Astragalus pycnostachyus var. lanosissimus, the Ventura marsh milk-vetch, is a short-lived, herbaceous perennial in the pea family Fabaceae,
Astragalus pycnostachyus var. lanosissimus has dense clusters of small light yellow flowers. It has silvery white, pinnately compound leaves and flowers from June through October. The species was listed as endangered in 2001 by the U.S. Fish and Wildlife Service.
Historically, Astragalus pycnostachyus var. lanosissimus or Ventura marsh milk-vetch occurred in back dune habitat and coastal meadows, and near coastal salt marshes from Ventura County to Orange County. Over the last century seven historical occurrences were known to exist.

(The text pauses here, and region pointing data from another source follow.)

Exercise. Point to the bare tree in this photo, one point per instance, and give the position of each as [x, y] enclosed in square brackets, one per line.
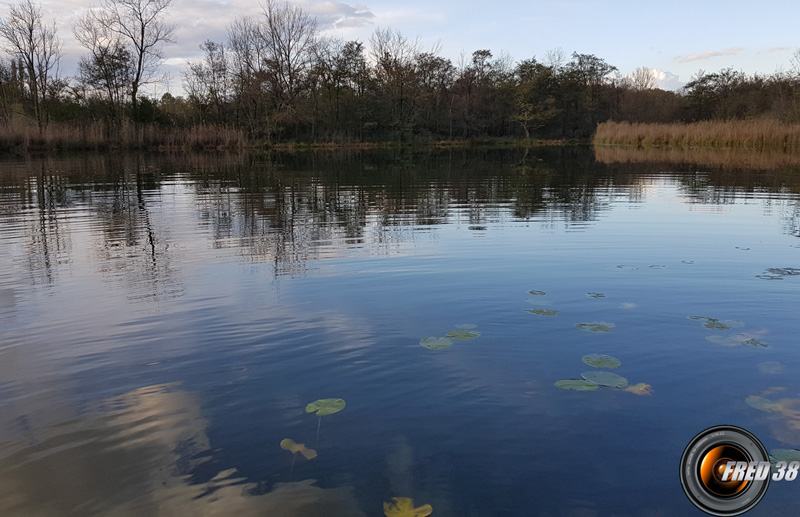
[38, 49]
[107, 69]
[643, 79]
[140, 26]
[289, 34]
[208, 82]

The species was extirpated from these sites and was therefore thought to be extinct until it was rediscovered in June 1997 by a USFWS biologist at a proposed development site. It had only been seen twice in the last century. Today, only this one population is known to exist near the City of Oxnard in Ventura County, all within a 2,854 square feet (265.1 m2) area (less than 0.6 of an acre). The population occurs on disturbed coastal backdunes at the edge of the Oxnard Plain on fill material at a closed oil-waste dump site.
Since 1997 between 192 and 374 individual plants have been observed on the site. Most of these individuals are seedlings or small juveniles. Southern California coastal wetland habitats have declined by 80–90% and those remaining are frequently degraded. Very little is known about the ecological requirements of this species.
This only known population of Ventura marsh milk-vetch is threatened by predation and potential habitat modification and may be susceptible to alterations in its hydrologic regime and competition from non-native plant species.
The California Department of Fish and Game (CDFG) (now California Department of Fish and Wildlife - CDFW) is working closely with the landowner, the USFWS and other interested parties to identify areas that may be suitable for introducing Ventura marsh milk-vetch as part of recovery for the species. Greenhouse studies on this species are ongoing, as well as research to learn more about the ecological requirements of this species.
In late 1998, David Magney, on behalf of the California Native Plant Society, submitted a petition to the California Fish and Game Commission to list the Ventura Marsh Milkvetch as an endangered species pursuant to the California Endangered Species Act. The petition was accepted as complete and the variety was formally listed as Endangered by the California Fish and Game Commission in 2000. It was subsequently formally listed by the USFWS as Endangered pursuant to the federal Endangered Species Act in 2001.